As with any program or business, this past year has brought some changes to the Home Improvement Program. Lumber prices have soared and fallen across the country during the pandemic, affecting the costs of building materials.

“I have seen a high cost of lumber over the past year due to Covid,” Shewfelt said. “I was paying over $ 20,000 to $ 30,000 more for my house plans.”

Prices have come down, they are still high and have not returned to their normal level before the pandemic.

“Every day I check the prices for lumber,” Shewfelt said Tuesday. “A few years ago your average two-by-four stallion was around $ 2 at Lowe’s. Three months ago it was close to $ 10 a stick, and I just checked the prices this morning and they’re currently around $ 5.50 a stick.

Other costs also increased during the pandemic, including electrical costs which increased due to rising prices for copper used in electrical wiring. Shipping materials by charter has also become more expensive, with fluctuating gas prices and uncertainty about flight safety.

With limited building materials available, wait times are getting longer, slowing down construction. This is a big hurdle for Alaska, where we can have three to four months of good weather before we start entering the colder, unsuitable months for construction.

Shewfelt said he hires locals to do the construction work in the villages, which means he has to factor in the fishing and hunting seasons when locals have to go moose hunting and winter fishing. . These limitations narrow the window for construction work, but are important for supporting local communities, he said.

Shewfelt, who is originally from Fort Yukon and raised in the Fairbanks area, said he has always had a passion for construction.

“I wasn’t too into video games like most kids are nowadays,” he said. “I was always out playing in the yard or playing in the woods and building something.”

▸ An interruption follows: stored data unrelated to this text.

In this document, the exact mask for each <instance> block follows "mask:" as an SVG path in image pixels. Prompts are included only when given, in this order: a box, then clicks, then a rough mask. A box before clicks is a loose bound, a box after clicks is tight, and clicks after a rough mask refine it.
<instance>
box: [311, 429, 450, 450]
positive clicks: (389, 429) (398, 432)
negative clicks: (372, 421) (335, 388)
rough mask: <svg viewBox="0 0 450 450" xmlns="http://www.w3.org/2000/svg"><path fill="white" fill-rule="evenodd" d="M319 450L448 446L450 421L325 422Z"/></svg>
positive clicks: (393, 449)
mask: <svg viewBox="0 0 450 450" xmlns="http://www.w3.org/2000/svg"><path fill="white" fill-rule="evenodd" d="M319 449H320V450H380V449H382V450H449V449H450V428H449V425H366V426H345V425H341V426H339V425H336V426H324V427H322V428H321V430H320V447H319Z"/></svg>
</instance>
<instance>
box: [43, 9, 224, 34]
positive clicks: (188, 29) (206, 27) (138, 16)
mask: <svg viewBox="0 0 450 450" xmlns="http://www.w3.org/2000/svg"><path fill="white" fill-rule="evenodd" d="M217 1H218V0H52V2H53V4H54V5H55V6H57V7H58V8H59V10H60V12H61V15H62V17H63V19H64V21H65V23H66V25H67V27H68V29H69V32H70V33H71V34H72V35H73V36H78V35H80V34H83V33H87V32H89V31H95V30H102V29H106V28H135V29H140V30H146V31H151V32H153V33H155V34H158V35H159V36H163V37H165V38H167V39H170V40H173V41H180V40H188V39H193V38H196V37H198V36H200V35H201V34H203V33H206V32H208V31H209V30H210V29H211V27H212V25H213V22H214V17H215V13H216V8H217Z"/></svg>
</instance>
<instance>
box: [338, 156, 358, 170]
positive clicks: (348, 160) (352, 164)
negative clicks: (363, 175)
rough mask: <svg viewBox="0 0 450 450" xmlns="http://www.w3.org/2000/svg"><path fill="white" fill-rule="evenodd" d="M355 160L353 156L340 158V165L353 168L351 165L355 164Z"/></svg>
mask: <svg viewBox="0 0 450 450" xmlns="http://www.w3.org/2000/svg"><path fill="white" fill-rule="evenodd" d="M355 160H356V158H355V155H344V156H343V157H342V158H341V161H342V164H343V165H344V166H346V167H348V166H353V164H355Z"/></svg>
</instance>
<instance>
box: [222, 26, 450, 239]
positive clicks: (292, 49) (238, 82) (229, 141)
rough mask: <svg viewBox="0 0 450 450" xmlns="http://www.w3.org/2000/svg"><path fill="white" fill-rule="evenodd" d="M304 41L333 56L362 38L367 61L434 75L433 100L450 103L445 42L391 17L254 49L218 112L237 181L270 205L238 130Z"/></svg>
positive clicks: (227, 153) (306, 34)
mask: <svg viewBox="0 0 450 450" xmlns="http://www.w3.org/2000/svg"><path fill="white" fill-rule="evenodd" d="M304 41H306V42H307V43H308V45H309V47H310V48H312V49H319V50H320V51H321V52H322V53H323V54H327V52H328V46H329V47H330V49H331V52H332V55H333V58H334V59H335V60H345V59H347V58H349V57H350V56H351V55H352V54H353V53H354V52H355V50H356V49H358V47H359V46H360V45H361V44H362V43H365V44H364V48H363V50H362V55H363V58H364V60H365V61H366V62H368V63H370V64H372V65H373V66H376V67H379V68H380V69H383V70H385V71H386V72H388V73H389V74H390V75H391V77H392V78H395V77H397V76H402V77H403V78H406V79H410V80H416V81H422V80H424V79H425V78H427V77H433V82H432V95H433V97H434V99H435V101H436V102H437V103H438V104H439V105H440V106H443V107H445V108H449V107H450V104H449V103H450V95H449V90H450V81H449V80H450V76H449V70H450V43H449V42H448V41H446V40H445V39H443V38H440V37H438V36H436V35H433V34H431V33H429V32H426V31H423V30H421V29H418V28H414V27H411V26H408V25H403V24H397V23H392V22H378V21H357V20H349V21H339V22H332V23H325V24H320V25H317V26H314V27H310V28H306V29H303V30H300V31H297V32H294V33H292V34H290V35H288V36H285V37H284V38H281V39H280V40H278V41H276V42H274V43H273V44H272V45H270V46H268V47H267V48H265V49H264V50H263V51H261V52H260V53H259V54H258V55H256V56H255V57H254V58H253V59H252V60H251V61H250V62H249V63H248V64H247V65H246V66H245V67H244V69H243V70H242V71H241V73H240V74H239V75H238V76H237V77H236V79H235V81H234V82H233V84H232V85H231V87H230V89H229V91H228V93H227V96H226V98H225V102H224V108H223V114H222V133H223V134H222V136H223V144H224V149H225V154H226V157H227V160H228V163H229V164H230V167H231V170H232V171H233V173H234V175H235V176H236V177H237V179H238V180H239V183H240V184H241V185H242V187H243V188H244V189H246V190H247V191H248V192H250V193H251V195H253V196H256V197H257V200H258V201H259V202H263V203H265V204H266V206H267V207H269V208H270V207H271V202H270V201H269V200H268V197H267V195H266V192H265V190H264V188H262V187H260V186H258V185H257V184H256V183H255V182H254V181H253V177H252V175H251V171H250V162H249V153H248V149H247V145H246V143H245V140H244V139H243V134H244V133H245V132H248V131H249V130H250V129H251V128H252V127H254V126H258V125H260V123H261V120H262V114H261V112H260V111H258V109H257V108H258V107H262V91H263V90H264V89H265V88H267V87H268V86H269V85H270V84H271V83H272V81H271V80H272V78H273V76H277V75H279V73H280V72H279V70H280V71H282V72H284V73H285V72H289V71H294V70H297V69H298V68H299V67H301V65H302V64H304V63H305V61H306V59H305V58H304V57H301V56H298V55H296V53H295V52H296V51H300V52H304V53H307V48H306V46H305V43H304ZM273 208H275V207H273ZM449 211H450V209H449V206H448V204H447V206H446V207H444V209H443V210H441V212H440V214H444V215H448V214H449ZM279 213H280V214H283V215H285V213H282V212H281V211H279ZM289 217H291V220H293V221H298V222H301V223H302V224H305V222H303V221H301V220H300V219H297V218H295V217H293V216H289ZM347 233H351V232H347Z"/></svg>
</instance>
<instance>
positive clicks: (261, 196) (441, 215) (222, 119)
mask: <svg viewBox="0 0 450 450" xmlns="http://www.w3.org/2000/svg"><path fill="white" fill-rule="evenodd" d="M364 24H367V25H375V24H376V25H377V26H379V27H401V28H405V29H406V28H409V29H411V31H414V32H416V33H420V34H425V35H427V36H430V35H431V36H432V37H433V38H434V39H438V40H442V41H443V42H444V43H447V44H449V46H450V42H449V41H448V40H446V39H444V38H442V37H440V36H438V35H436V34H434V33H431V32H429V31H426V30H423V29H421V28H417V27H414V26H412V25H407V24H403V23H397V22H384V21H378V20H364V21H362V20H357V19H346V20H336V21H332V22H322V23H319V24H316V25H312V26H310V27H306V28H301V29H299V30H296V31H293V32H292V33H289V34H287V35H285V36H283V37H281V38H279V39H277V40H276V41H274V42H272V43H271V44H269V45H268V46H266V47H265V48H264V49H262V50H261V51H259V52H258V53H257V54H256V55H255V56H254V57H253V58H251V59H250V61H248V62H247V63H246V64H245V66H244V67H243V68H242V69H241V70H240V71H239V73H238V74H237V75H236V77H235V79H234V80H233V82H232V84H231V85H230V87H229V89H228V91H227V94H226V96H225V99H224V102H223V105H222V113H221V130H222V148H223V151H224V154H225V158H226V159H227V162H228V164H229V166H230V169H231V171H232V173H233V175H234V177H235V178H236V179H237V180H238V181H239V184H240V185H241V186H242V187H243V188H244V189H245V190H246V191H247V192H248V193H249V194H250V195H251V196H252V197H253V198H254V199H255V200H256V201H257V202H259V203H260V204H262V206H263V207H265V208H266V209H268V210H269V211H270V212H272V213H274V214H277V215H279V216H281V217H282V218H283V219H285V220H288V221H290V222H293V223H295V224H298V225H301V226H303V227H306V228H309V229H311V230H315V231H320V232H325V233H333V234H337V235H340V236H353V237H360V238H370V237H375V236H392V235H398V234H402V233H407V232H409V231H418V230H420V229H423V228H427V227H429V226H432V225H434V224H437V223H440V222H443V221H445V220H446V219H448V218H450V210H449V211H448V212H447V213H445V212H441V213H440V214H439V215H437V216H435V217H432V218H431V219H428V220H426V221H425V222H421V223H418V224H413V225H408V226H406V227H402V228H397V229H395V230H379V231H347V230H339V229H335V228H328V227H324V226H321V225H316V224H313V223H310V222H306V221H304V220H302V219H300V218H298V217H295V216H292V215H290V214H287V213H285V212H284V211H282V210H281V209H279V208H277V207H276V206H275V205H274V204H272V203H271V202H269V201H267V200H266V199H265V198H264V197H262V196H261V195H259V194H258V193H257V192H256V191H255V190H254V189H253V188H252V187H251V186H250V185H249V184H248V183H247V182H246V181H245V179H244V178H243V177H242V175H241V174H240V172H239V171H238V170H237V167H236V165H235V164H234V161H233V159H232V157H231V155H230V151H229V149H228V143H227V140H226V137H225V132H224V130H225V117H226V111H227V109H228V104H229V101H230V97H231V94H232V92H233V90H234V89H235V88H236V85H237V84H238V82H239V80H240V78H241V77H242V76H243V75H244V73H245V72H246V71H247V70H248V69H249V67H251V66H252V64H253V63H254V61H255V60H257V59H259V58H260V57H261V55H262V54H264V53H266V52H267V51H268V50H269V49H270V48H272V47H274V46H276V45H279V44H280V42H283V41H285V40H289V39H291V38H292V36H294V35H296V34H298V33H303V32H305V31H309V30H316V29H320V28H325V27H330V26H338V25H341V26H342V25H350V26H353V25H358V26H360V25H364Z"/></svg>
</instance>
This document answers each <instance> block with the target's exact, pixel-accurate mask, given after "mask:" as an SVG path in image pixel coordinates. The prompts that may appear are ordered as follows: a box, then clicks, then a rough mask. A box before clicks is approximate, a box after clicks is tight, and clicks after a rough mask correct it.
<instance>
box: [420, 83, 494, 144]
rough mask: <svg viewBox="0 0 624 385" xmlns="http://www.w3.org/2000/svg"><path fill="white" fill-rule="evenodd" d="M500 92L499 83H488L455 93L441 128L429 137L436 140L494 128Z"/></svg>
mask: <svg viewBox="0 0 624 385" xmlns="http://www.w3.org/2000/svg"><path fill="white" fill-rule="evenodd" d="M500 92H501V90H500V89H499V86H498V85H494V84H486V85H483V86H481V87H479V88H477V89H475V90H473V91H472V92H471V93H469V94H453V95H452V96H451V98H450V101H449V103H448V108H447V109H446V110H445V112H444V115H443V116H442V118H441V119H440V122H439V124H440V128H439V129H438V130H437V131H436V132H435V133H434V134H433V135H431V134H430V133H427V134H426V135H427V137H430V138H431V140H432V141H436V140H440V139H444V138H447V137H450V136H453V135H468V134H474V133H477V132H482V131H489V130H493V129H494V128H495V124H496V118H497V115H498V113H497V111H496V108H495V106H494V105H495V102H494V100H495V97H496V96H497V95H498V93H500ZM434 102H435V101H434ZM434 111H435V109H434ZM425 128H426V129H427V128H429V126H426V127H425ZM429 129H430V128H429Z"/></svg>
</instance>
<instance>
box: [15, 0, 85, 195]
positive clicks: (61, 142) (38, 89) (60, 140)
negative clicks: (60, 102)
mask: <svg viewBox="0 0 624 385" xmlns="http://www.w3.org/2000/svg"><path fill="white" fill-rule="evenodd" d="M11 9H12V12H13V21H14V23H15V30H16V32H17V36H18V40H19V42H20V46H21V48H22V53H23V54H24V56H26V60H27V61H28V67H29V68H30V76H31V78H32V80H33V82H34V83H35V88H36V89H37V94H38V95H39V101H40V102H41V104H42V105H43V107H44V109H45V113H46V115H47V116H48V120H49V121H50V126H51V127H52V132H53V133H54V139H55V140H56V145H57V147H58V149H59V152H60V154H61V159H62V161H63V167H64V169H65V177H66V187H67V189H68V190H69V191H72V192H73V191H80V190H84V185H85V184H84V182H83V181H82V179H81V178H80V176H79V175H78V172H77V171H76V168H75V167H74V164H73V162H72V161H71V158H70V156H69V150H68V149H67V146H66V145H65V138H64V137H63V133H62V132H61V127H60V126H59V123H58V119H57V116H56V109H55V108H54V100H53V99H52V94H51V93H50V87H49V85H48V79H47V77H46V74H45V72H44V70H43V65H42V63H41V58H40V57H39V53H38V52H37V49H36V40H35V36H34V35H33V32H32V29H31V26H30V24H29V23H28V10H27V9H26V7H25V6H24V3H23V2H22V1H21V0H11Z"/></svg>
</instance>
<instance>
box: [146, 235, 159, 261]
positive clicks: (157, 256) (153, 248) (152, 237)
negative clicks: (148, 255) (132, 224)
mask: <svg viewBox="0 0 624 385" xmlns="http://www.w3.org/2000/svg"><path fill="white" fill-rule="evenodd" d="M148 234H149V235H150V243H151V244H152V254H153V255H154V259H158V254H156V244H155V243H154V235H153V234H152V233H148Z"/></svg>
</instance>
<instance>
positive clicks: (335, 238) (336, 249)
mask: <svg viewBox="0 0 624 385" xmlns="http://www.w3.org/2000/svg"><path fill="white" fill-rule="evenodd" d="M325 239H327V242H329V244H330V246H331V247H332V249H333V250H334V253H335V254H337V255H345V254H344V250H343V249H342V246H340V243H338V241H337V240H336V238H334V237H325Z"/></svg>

Shewfelt’s interest in electrical work grew because he wanted to challenge himself. Now he is a certified electrician and general contractor who has worked in different areas of construction since 2003, but still in Alaska.

“There is currently a great need in our villages for mechanical and electrical workers,” he said. “A lot of things break down all the time – boilers break down, radiators break down. There are no certified technicians in these villages to maintain them. They may have one or two handymen available who can do small jobs but when you’re certified that’s a big deal. That’s the great part even if they want someone who knows what they’re doing.

Shewfelt said the Tanana Chiefs Conference has a committee that is looking for ways to get locals to go to school to continue their education in construction related fields and keep them in the community, but it is a difficult business.

For now, he continues to deal with housing needs in the villages of the Interior, one house at a time.